他低头能看见娄余年的发旋,眼神柔和的不像一个在社会摸爬滚打这么长时间的总裁,倒像是一个遇见暗恋的人就说不出话的高中生。
“我赌气离家出走,打算摘门口果树的酸果子,爬上去就下不来了。”
“那个时候何妈妈带着你来逛。你看见我以为我是被遗弃的,那个时候就跟何妈妈扬言说以后你罩着我了。”
个子不大的女孩在树下单手叉腰,另一只手指着窘迫又有点害怕的自己说“妈妈我们以后罩着他吧!”
他想到那个时候,金丝眼镜也挡不住柔和的瞳,倒像是一个追忆年华的老人了。
“车祸以后你又生了病,我来看你但一直被堵在门外。再之后,主家就把我放去国外了。”
他说话的时候语调平静,好像只是讲了一段故事。说者只是说了,但听的人却止不住在脑子里勾勒过往。
“娄山关不想你见我和妈妈。”
她突然仰头看江祁,江祁一直在看她,一瞬间的视线相撞。
看了几秒,江祁先移开了眼神。
“嗯,不跟我牵扯太多,会进一步弱化何妈妈的社交范围。”
“可你将近八年,期间也没有联系过我们。为什么?为什么又在妈妈去世了的那天突然又给我打来电话。”
她皱着眉头、眼神凛冽,好像当真能把江祁扒个干净。比她高一截的男人又低头朝着她摇头。
“我和何妈妈有联系,她去世前的一个星期告诉了我你的手机号。”
娄余年没和他深究这个问题,眼下她没其他途径去验证这个男人的话,自然是他说什么就是什么。
反倒是江祁想做些什么让她相信,又解释了一大堆有的没的,神色认真的像在谈几个亿的大生意。

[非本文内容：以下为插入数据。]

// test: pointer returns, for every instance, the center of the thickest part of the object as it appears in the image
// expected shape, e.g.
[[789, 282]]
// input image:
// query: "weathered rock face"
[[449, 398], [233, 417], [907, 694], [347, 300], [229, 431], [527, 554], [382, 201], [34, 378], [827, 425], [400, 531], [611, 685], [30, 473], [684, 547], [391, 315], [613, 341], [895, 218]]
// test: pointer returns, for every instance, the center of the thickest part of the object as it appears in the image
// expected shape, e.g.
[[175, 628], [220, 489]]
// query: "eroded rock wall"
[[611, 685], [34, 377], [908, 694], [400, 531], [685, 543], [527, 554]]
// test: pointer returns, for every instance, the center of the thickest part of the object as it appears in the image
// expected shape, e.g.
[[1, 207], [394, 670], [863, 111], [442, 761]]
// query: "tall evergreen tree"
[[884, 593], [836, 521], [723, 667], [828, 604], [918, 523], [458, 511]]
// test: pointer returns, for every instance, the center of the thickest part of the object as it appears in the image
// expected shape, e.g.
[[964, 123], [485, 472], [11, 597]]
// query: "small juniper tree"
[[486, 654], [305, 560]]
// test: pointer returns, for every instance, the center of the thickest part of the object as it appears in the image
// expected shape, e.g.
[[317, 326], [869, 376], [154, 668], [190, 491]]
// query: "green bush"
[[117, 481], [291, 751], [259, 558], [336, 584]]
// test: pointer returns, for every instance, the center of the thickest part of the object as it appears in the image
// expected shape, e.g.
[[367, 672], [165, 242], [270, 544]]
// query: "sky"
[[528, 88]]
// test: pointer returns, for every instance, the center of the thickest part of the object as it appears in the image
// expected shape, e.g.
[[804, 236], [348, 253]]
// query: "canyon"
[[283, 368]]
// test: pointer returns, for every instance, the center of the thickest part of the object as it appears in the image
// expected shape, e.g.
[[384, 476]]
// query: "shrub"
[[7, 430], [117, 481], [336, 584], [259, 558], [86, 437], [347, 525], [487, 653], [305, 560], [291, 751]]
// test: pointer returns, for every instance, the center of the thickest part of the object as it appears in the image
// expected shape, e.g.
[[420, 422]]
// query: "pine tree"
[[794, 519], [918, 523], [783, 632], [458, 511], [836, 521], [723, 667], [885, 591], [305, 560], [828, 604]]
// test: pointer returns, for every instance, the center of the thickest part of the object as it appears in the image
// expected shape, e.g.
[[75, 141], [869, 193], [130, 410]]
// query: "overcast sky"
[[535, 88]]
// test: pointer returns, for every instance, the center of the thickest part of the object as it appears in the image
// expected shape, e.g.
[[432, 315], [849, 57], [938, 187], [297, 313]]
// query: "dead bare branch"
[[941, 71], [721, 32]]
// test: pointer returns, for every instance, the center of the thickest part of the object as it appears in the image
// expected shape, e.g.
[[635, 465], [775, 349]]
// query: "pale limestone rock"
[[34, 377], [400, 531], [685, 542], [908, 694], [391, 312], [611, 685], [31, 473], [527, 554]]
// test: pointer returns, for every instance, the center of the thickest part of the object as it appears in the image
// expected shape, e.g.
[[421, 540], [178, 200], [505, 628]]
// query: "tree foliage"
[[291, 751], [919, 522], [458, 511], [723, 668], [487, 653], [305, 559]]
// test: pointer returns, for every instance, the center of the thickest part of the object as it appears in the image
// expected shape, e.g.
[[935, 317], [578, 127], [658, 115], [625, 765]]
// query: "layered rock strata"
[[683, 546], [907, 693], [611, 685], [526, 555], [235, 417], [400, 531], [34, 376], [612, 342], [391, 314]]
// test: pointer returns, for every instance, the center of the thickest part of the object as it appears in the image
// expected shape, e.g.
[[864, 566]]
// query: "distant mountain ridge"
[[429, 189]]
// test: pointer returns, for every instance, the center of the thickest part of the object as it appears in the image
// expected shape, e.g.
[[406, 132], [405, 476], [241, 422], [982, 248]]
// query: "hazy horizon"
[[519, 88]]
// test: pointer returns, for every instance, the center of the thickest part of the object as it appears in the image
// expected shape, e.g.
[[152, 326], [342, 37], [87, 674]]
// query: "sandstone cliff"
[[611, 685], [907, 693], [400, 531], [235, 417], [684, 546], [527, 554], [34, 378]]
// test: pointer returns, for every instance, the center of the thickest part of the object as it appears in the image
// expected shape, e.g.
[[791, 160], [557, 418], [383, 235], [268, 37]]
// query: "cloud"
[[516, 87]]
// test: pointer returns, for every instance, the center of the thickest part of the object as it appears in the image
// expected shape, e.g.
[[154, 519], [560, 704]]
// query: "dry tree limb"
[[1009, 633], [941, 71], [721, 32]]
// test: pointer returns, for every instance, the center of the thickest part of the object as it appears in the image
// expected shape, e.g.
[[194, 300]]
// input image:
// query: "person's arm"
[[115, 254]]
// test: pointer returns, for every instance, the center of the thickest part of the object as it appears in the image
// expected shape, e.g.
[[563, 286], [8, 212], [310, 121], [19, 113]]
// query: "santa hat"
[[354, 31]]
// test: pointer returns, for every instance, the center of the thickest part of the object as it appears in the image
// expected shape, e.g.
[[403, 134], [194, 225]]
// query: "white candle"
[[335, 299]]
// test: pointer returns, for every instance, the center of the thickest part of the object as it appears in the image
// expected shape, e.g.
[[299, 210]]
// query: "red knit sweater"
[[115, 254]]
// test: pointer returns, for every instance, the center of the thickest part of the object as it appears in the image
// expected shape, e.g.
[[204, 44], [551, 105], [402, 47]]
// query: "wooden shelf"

她看着好玩,盯着面前神色严肃的人看了好一阵笑着摆了摆手。
“好了,我相信你的。”
其实也不算完全相信,她想活着就不得不比前世更谨慎。只是当下来看,江祁可信。
直觉也告诉她,江祁不会骗她。
风吹的轻柔,娄余年回身招呼柳川一起上了车。
江祁一个人站在原处又看了一会儿,也自觉的走回驾驶座。
“何妈妈希望你开心。余年,我也是。”
“我也是一样希望你顺利、平安。”
他说话轻轻的,比今天的风都柔。
顺利、平安、开心。
娄余年把祝福装在口袋里,扔出了今天唯一一个离题的问句。
“下个月十五号,傅岚办的慈善拍卖会,你可以带我去吗?”
“娄家的邀请函是轮不到我了,你出席带个女伴总没问题吧。江总。”
被妈妈宠大的女孩虽是被教导的很独立,但也擅长撒娇,尤其是那双明亮的眼睛,刚刚可以洞察江祁,现在就可以眨巴眨巴地看着他,让他说不出一个不字。
“我说了,我们之间不需要叫江总。”
“拍卖会的事可以,到时候礼服我给你送过去。”
他答应的极快反倒是像怕娄余年反悔。
“礼服我…”
“礼服必须要,真余科技的江祁第一次带女伴参加活动,女伴穿的衣服还得自己准备。我很丢脸。”
“你准备好你想做的,想谈的生意、想交的人脉或者想查的真相就够了。面子上的东西我来做。”
“好吗,总裁大人。”
好像是故意的一样,他声音沉沉的。
感觉像是狐妖在故意放诱饵去诱惑人。
但,总裁大人,这四个字对娄余年确实很受用。